Avete mai notato “La bellezza dell’asino”?

Giulio Gasperini
ROMA – Shakespeare lo aveva fatto. Nella sua commedia forse più straordinaria, “Sogno di una notte di mezz’estate”, aveva addirittura costretto una fata, pur sotto incantesimo, a innamorarsi di una testa d’asino su un corpo di uomo. Pia Pera parte proprio da qui: da un amore che troppo spesso è onirico, perso tra i fumi della trasformazione, quando tutto il mondo si scontorna e, come vento, sposta le sabbie e modifica le dune. I racconti de “La bellezza dell’asino” (Marsilio, 1992) testimoniano proprio questo: quanto il mondo possa essere completamente diverso, persino capovolto, se osservato e analizzato da un’altra prospettiva, collaterale, finanche estraniante.
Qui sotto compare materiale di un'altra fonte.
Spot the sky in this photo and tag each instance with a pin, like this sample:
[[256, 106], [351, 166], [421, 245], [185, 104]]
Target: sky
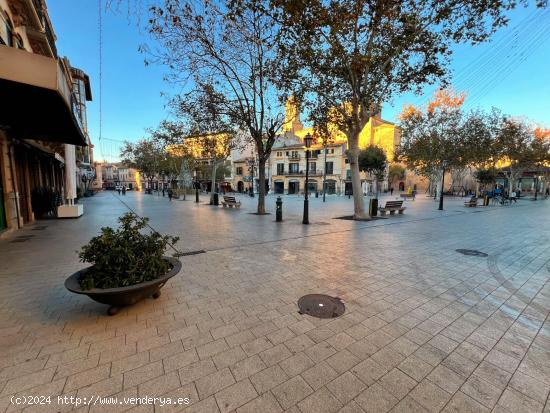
[[512, 72]]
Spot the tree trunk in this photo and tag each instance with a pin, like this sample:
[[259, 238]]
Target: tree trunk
[[261, 186], [213, 189], [353, 155]]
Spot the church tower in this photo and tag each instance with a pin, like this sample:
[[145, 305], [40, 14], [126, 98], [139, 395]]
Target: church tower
[[292, 116]]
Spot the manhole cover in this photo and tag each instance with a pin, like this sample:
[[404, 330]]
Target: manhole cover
[[22, 238], [321, 306], [474, 253], [185, 254]]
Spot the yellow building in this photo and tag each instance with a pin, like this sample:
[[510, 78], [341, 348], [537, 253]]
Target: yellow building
[[288, 159]]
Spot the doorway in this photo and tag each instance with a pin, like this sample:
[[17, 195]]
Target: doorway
[[279, 187], [3, 224], [293, 187]]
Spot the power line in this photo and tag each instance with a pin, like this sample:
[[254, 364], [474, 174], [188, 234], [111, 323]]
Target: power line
[[512, 49]]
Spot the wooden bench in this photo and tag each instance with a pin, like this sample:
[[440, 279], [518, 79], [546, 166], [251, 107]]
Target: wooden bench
[[231, 202], [471, 203], [392, 206]]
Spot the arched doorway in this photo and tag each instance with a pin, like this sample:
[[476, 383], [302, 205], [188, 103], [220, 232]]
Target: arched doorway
[[279, 187], [330, 186], [312, 185], [293, 187]]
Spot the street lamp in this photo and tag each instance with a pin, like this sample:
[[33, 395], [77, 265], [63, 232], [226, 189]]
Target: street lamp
[[251, 167], [444, 165], [307, 140], [196, 184]]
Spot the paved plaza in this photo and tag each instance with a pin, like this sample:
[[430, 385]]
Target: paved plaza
[[426, 329]]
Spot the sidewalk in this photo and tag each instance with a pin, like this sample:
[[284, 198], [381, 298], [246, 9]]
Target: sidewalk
[[425, 328]]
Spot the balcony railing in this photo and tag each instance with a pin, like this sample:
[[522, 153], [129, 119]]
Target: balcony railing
[[312, 172]]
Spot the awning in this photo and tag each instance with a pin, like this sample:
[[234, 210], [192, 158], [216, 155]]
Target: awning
[[36, 98]]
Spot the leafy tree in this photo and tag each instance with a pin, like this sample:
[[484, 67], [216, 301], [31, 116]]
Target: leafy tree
[[396, 172], [145, 156], [229, 46], [352, 55], [540, 147], [434, 135], [323, 133], [514, 144], [485, 177], [212, 134], [373, 161], [173, 163]]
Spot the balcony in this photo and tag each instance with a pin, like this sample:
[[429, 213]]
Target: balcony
[[312, 172], [40, 98]]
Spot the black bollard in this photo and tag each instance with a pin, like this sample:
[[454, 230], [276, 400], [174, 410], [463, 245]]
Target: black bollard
[[279, 209]]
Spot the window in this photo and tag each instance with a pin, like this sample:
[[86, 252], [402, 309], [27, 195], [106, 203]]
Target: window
[[6, 29], [19, 42]]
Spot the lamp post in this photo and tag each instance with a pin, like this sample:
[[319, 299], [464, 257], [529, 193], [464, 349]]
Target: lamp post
[[196, 183], [251, 167], [444, 164], [325, 172], [307, 140]]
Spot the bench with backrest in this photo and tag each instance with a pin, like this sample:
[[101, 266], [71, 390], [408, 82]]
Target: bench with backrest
[[231, 202], [391, 207], [471, 203]]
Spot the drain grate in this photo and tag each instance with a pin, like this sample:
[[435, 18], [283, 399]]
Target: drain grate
[[321, 306], [473, 253], [22, 238], [184, 254]]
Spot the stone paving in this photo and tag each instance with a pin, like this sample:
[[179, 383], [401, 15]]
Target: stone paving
[[425, 328]]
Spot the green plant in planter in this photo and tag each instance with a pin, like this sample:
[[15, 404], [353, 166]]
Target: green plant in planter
[[125, 256]]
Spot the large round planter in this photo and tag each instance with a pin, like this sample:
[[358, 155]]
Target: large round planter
[[123, 296]]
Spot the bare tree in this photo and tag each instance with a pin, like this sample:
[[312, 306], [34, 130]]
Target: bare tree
[[228, 46], [352, 55]]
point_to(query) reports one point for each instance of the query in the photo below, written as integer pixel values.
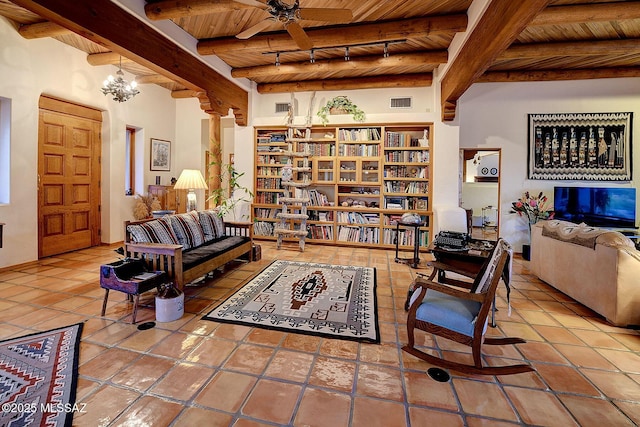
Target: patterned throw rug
(38, 375)
(336, 301)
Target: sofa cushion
(211, 249)
(212, 224)
(188, 229)
(156, 231)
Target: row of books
(406, 203)
(359, 150)
(406, 156)
(412, 187)
(317, 149)
(266, 198)
(358, 234)
(268, 171)
(317, 198)
(405, 237)
(403, 139)
(266, 212)
(358, 217)
(364, 134)
(406, 172)
(268, 183)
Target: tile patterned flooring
(194, 372)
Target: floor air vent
(400, 102)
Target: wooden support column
(215, 157)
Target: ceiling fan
(289, 15)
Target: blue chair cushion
(448, 312)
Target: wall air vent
(282, 107)
(400, 102)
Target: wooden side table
(131, 277)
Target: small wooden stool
(131, 277)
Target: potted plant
(237, 193)
(340, 105)
(532, 209)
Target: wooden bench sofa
(188, 246)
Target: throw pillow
(156, 231)
(188, 229)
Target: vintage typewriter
(452, 240)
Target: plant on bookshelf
(238, 193)
(341, 105)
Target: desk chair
(461, 315)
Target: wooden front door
(68, 177)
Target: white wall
(29, 68)
(494, 115)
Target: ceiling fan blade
(254, 3)
(299, 36)
(252, 31)
(327, 15)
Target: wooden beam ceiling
(582, 13)
(497, 28)
(171, 9)
(389, 81)
(433, 58)
(557, 75)
(105, 23)
(342, 36)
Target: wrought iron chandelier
(118, 87)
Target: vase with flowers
(532, 209)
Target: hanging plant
(340, 105)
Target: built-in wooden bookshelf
(364, 178)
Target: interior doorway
(480, 190)
(69, 148)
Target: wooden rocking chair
(461, 315)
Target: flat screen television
(596, 206)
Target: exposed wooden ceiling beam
(565, 49)
(185, 93)
(342, 36)
(592, 12)
(389, 81)
(554, 75)
(107, 58)
(153, 79)
(433, 58)
(105, 23)
(169, 9)
(497, 28)
(42, 29)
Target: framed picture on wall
(580, 146)
(160, 155)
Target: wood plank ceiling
(383, 44)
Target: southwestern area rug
(38, 376)
(336, 301)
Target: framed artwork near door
(580, 146)
(160, 155)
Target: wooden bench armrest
(239, 228)
(153, 248)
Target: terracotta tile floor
(194, 372)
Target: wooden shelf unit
(364, 178)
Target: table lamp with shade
(191, 180)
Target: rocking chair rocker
(461, 315)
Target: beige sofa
(598, 268)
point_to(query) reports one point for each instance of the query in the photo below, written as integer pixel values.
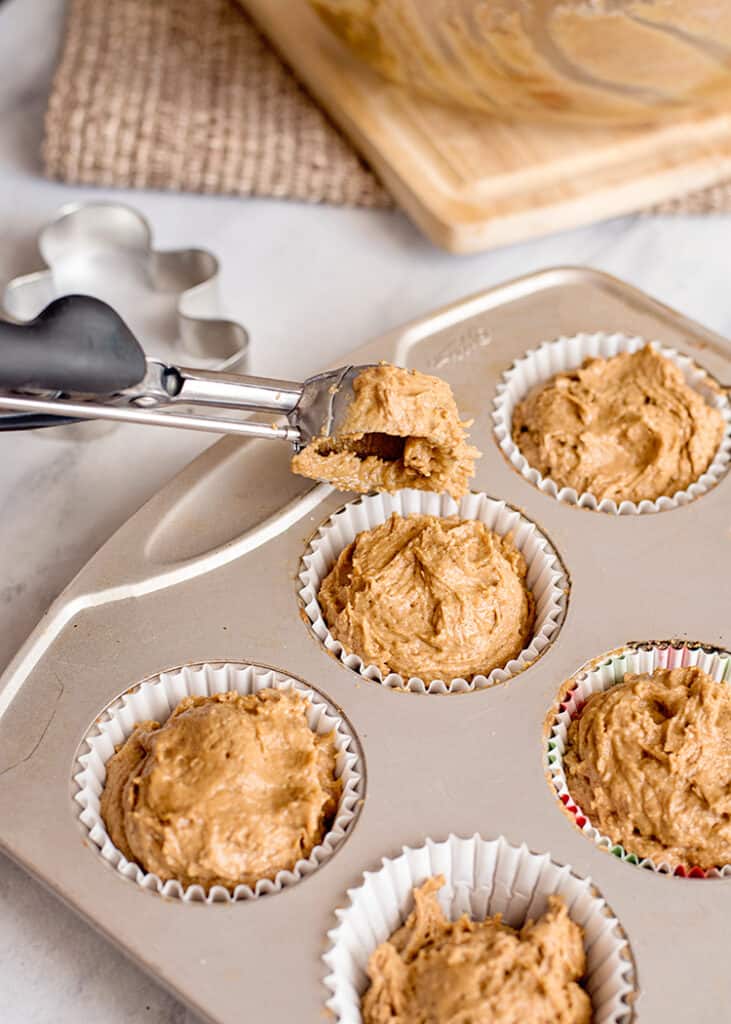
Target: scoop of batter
(402, 429)
(627, 428)
(649, 763)
(438, 598)
(229, 790)
(432, 971)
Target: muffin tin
(208, 571)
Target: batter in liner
(228, 791)
(627, 428)
(648, 761)
(433, 971)
(402, 429)
(433, 597)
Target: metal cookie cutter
(205, 337)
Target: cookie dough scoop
(79, 360)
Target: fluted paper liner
(155, 699)
(601, 676)
(546, 577)
(540, 365)
(482, 878)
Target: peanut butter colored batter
(432, 971)
(648, 761)
(627, 428)
(402, 429)
(229, 790)
(437, 598)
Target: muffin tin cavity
(546, 579)
(155, 698)
(599, 675)
(482, 878)
(540, 365)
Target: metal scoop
(79, 360)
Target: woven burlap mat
(187, 95)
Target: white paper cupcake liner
(155, 699)
(540, 365)
(546, 578)
(482, 878)
(603, 674)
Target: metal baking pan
(207, 571)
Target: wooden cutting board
(470, 182)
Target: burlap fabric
(187, 95)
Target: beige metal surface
(207, 570)
(471, 182)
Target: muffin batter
(648, 761)
(229, 790)
(432, 971)
(438, 598)
(402, 429)
(628, 428)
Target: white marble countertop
(309, 283)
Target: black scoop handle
(77, 343)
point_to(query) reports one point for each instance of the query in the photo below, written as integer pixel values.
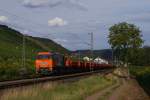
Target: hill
(11, 51)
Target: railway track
(23, 82)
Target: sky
(68, 22)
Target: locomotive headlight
(44, 63)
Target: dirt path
(124, 89)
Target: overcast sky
(68, 22)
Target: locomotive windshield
(43, 56)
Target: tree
(125, 39)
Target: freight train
(49, 62)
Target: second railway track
(23, 82)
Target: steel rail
(23, 82)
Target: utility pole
(91, 44)
(23, 52)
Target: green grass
(143, 76)
(11, 52)
(67, 91)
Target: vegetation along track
(17, 83)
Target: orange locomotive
(48, 62)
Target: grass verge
(67, 91)
(143, 76)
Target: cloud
(57, 22)
(54, 3)
(3, 19)
(60, 40)
(35, 3)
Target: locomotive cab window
(43, 56)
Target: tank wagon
(48, 62)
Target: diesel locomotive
(49, 62)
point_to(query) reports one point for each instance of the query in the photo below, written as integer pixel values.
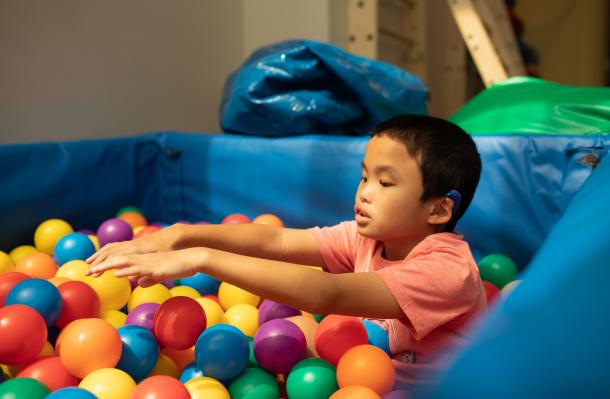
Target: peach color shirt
(437, 286)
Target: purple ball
(114, 230)
(278, 345)
(143, 315)
(270, 310)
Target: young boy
(399, 262)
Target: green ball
(129, 209)
(498, 269)
(23, 388)
(312, 378)
(254, 383)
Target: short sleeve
(337, 246)
(433, 288)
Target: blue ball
(71, 393)
(73, 246)
(377, 336)
(38, 294)
(140, 351)
(203, 283)
(190, 371)
(222, 352)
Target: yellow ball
(183, 290)
(113, 291)
(114, 317)
(230, 295)
(158, 293)
(244, 317)
(73, 270)
(19, 252)
(49, 232)
(206, 388)
(165, 366)
(109, 384)
(6, 263)
(213, 311)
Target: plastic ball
(73, 270)
(49, 232)
(254, 383)
(160, 387)
(278, 345)
(178, 322)
(71, 393)
(143, 315)
(355, 392)
(206, 388)
(19, 252)
(497, 269)
(87, 345)
(268, 219)
(39, 294)
(311, 379)
(230, 295)
(244, 317)
(203, 283)
(23, 334)
(377, 335)
(190, 371)
(165, 366)
(8, 281)
(23, 388)
(309, 327)
(114, 292)
(114, 230)
(236, 218)
(134, 219)
(182, 290)
(80, 301)
(109, 383)
(37, 264)
(6, 263)
(157, 293)
(270, 310)
(222, 352)
(213, 311)
(50, 371)
(139, 353)
(336, 334)
(73, 246)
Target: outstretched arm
(355, 294)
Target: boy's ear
(440, 212)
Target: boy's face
(388, 206)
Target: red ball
(178, 322)
(80, 302)
(8, 281)
(160, 387)
(50, 371)
(236, 218)
(491, 292)
(23, 333)
(336, 334)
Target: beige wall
(73, 69)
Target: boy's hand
(149, 269)
(162, 240)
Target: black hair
(446, 154)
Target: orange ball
(87, 345)
(134, 219)
(268, 219)
(366, 365)
(355, 392)
(38, 265)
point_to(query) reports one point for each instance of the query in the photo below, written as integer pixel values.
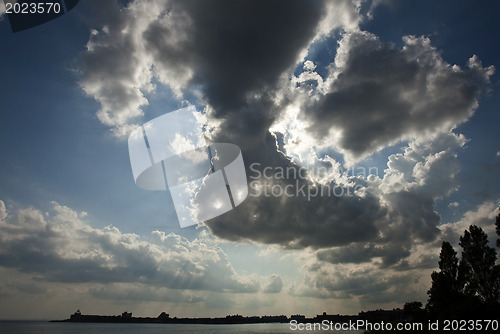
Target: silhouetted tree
(477, 269)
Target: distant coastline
(164, 318)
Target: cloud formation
(263, 90)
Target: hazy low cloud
(63, 248)
(327, 277)
(274, 285)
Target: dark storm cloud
(237, 51)
(65, 249)
(382, 94)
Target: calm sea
(38, 327)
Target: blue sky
(336, 81)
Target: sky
(391, 107)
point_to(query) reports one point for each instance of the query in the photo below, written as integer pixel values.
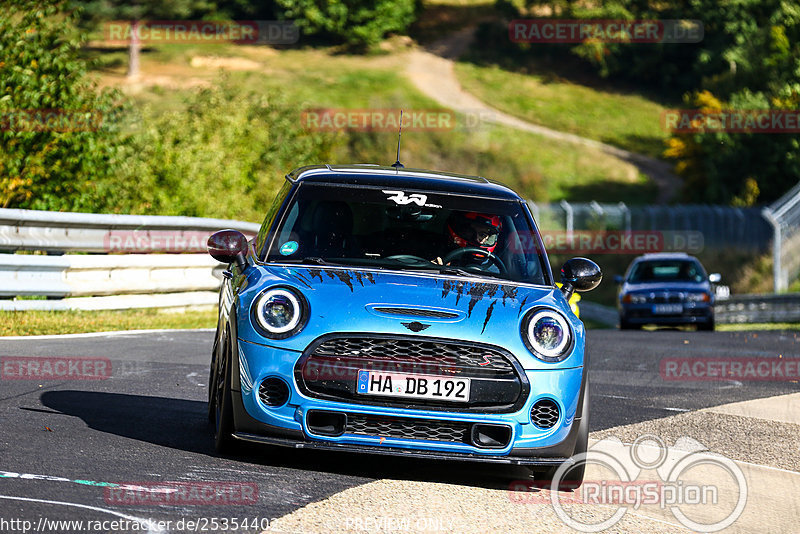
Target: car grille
(407, 428)
(414, 351)
(544, 414)
(273, 392)
(329, 369)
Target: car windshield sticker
(289, 248)
(401, 199)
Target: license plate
(668, 309)
(412, 386)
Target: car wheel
(573, 477)
(223, 406)
(709, 326)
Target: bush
(58, 135)
(359, 23)
(225, 155)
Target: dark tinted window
(667, 270)
(409, 230)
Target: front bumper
(288, 424)
(690, 313)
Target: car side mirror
(229, 246)
(579, 274)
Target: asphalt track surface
(147, 423)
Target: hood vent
(417, 312)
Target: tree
(360, 23)
(58, 136)
(97, 11)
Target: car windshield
(422, 231)
(667, 271)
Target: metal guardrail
(88, 232)
(107, 280)
(737, 309)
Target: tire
(708, 327)
(573, 477)
(223, 406)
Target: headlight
(279, 312)
(547, 335)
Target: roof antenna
(397, 165)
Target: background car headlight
(547, 334)
(279, 312)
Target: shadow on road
(182, 424)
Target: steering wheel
(475, 250)
(408, 259)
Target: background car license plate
(412, 386)
(667, 308)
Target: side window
(263, 232)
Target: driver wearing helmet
(472, 230)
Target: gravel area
(746, 439)
(428, 507)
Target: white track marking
(151, 528)
(110, 333)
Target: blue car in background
(666, 289)
(403, 312)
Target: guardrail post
(779, 283)
(570, 218)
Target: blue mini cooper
(405, 312)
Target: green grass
(626, 120)
(30, 323)
(538, 168)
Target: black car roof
(421, 179)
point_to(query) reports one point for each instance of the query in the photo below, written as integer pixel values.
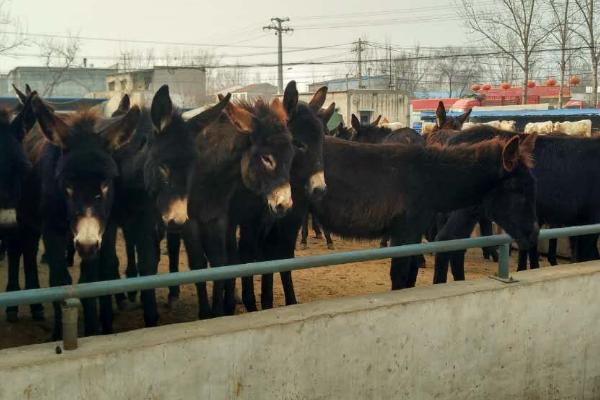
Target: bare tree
(589, 32)
(410, 70)
(13, 33)
(562, 36)
(58, 57)
(457, 71)
(518, 22)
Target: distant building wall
(187, 86)
(59, 82)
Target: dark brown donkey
(374, 190)
(249, 147)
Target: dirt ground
(310, 284)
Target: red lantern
(575, 80)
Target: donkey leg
(304, 235)
(552, 251)
(173, 247)
(147, 244)
(13, 249)
(31, 240)
(55, 245)
(130, 250)
(214, 237)
(196, 260)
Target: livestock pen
(439, 341)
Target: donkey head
(267, 158)
(308, 130)
(85, 170)
(172, 154)
(442, 121)
(512, 202)
(14, 164)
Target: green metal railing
(84, 290)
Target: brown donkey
(374, 190)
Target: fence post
(69, 309)
(503, 274)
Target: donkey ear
(290, 97)
(327, 113)
(21, 96)
(242, 119)
(462, 118)
(119, 130)
(510, 154)
(206, 117)
(161, 110)
(279, 110)
(355, 122)
(440, 115)
(124, 104)
(376, 122)
(53, 127)
(318, 99)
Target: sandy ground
(311, 284)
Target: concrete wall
(534, 339)
(391, 104)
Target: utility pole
(359, 49)
(276, 25)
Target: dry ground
(310, 284)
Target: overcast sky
(233, 29)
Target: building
(57, 82)
(187, 85)
(251, 93)
(350, 83)
(368, 104)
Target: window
(365, 117)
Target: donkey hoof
(38, 315)
(12, 316)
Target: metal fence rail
(77, 291)
(95, 289)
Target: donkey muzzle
(176, 213)
(8, 217)
(316, 184)
(87, 236)
(280, 199)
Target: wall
(534, 339)
(391, 104)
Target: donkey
(248, 149)
(274, 239)
(17, 188)
(560, 162)
(377, 134)
(153, 186)
(77, 190)
(374, 190)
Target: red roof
(431, 104)
(541, 91)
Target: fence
(85, 290)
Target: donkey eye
(299, 145)
(268, 161)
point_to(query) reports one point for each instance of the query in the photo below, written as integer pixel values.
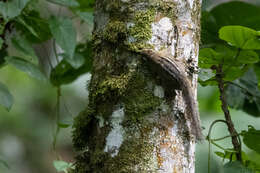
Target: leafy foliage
(230, 59)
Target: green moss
(114, 31)
(141, 31)
(134, 151)
(139, 100)
(168, 9)
(112, 86)
(82, 127)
I sentimenti, gli amori, il sesso, le sensazioni possono pur essere sempre le medesime, ma si quantificano e significano diversamente, offrendoci magari un appiglio estraniato ed estraniante. Un gatto che parla della sua padrona modella come se lei fosse la sua amante, e facendoci credere di esserlo stato veramente, in carne e ossa. Una successione di lettere consequenziali ma pericolanti, in una sorta di “relazioni pericolose” degli anni Novanta. Una confessione dolorosa e lancinante, compromettente e invalidante dell’umanità intima e più profonda. Il mondo va così accelerato, così rutilante, da mozzare il fiato nei polmoni, da lasciarli sgonfi. E allora cosa c’è di meglio che riposarsi tra le parole, tra i pensieri che vengono modellati dalle sillabe, messe poi nero su bianco con la precisione chirurgica di un inchiostro che non si smarrisce e che compatta l’uomo, impedendogli di sciogliersi e perdersi. Tutti marionette siamo, tutti goffi fantocci che il destino (o, chi preferisce, il caso e la casualità) muove docilmente, plasma secondo le sue direttive, gestisce e smentisce. Ma non ci sono solo gli uomini ad avere importanza. Ci sono anche gli animali che pensano e si comportano come gli uomini, meglio di loro in qualche caso, dimostrando sia istinto che inarrestabile spirito di conservazione. I legami umani sono complessi e fragili, delicati nel loro equilibrio di parole non dette ma pensate, di voci compromesse e di destini riscattati.
Al centro di tutto, c’è comunque la bellezza; la bellezza che provoca indifferenza, sospetto nei confronti dell’altra umanità che respira e pulsa tutt’intorno; la bellezza contro la quale ci troviamo a combattere e vivere; la bellezza che non sempre incentiva, quasi mai si trova nei posti che ci aspetteremmo; la bellezza che comporta fatica, mette in gioco l’uomo, lo porta a scommettere persino contro sé stesso, attendendo la possibilità di un riscatto e di una riconversione sincera; la bellezza che lo motiva e lo sostanzia, lo giustifica e lo definisce, che lo compromette e, in qualche caso, lo divora e lo strazia. Qualcuna ha scritto che, forse, potrebbe pure salvarlo!
La bellezza c’è. Da qualche parte. E da qualche parte, ognuno di noi, la scova. Anche in un asino.